Untuk pria yang tidak tertarik terhadap terapi medis, yang merasa efek sampingnya tidak
dapat ditoleransi, atau yang tidak memiliki respon terhadap terapi medis, terdapat pilihan
intervensi bedah, seperti microwave thermotherapy atau reseksi transurethral dari prostat.

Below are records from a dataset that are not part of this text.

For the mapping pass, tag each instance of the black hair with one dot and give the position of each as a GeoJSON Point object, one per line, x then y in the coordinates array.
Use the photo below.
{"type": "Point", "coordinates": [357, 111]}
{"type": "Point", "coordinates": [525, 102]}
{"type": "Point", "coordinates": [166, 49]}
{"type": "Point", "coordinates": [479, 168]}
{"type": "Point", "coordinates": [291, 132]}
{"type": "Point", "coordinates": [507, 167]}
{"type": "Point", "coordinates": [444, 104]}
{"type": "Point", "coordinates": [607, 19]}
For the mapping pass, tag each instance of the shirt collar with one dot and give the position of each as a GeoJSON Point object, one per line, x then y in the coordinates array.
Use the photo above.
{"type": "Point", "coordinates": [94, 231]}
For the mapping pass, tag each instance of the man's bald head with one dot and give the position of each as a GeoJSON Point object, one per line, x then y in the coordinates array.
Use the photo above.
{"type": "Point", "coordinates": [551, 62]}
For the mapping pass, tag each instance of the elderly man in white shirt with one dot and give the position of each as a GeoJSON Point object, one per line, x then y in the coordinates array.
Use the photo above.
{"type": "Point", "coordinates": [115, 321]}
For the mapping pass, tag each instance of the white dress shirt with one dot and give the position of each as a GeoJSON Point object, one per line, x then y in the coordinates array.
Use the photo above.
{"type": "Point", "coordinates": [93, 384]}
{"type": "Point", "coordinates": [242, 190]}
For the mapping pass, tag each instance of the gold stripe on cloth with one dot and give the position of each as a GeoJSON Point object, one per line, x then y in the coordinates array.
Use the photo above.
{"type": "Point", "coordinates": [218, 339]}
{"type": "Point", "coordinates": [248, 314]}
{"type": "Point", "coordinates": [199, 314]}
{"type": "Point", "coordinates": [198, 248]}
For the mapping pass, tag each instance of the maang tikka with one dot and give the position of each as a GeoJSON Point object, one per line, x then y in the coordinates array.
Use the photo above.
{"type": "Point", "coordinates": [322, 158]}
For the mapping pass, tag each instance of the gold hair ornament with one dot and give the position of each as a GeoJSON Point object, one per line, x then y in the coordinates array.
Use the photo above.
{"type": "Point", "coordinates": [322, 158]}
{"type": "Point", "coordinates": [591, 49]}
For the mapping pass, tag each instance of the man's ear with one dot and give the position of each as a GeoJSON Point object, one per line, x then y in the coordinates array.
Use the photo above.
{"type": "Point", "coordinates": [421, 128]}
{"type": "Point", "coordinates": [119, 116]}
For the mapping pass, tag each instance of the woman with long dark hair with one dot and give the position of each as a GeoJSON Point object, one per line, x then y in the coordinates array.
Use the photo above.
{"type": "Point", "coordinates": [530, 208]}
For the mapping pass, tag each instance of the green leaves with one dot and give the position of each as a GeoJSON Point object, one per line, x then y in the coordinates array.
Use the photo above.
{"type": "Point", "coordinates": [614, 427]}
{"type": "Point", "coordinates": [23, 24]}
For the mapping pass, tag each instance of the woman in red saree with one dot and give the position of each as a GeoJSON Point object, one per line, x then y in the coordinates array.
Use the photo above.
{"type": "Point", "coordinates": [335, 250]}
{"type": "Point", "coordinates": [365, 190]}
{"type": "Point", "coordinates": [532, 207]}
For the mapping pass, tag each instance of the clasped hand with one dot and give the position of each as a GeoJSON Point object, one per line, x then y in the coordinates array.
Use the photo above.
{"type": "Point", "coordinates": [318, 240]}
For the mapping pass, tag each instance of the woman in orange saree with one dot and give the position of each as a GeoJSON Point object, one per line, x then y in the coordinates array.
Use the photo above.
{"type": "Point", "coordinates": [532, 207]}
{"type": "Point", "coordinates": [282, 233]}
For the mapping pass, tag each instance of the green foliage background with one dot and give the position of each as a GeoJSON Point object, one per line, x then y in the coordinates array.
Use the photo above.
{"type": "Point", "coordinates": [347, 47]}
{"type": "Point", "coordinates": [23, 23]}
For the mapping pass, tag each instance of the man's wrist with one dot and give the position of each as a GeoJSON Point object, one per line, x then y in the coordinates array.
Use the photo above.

Penggunaan teknologi laser dan reseksi prostat transurethral bipolar, dibandingkan dengan
reseksi standar transurethral, dapat memberikan resiko efek samping yang lebih rendah, seperti
disfungsi ereksi
Areas of Uncertainty
Pemahaman yang lebih baik diperlukan dari modifikasi faktor risiko untuk perkembangan
dan kemajuan gejala saluran kemih bagian bawah. Data yang kurang dari percobaan randomized
trial untuk menilai manfaat dan risiko pada terapi kombinasi phosphodiesteraseinhibitor dengan
obat lain yang disetujui untuk gejala saluran kemih bagian bawah dan efek terapi ini pada
perbaikan gejala.
Kesimpulan
Pasien yang dijelaskan dalam contoh kasus memiliki benign prostatic hyperplasi dan
gejala saluran kemih bagian bawah dengan respon yang tidak memadai untuk dosis yang
submaksimal dari alpha-blocker. Rata-rata skor AUASI nya harus dihitung; dari riwayatnya
menunjukkan bahwa ia memiliki gejala menengah. Penanganan dimulai dengan meningkatkan
dosis doxazosin hingga 8 mg. Jika Gejala masih mengganggu, diberika sebuah 5α-reduktase
inhibitor dapat ditambahkan selama tingkat PSA lebih tinggi dari 1,5 ng per mililiter
(menunjukkan pembesaran prostat). Pilihan lain, terutama jika pasien juga memiliki disfungsi
ereksi, dapat diberikan phosphodiesterase-5 inhibitor (saat ini hanya tadalafil yang disetujui
untuk gejala ini),karena agen ini bisa mengatasi kedua masalah. Atau, agen antimuscarinic
mungkin dapat ditambahkan, mengingat data yang ada telah menunjukkan perbaikan gejala pada
gejala penyimpanan urin dengan kombinasi antimuskarinik dan terapi alpha-blocker
dibandingkan dengan monoterapi alpha-blocker.
Rujukan ke seorang ahli urologi direkomendasikan untuk kasus rumit atau untuk pasien
dengan gejala klinis saluran kemih yang responnya terhadap terapi dirasa tidak adekuat. Untuk
pasien yang tidak tertarik terapi, menunggu saja dianjurkan untuk memantau pasien pada
progresifitas gejala saluran kemih bagian bawah dan retensi urin.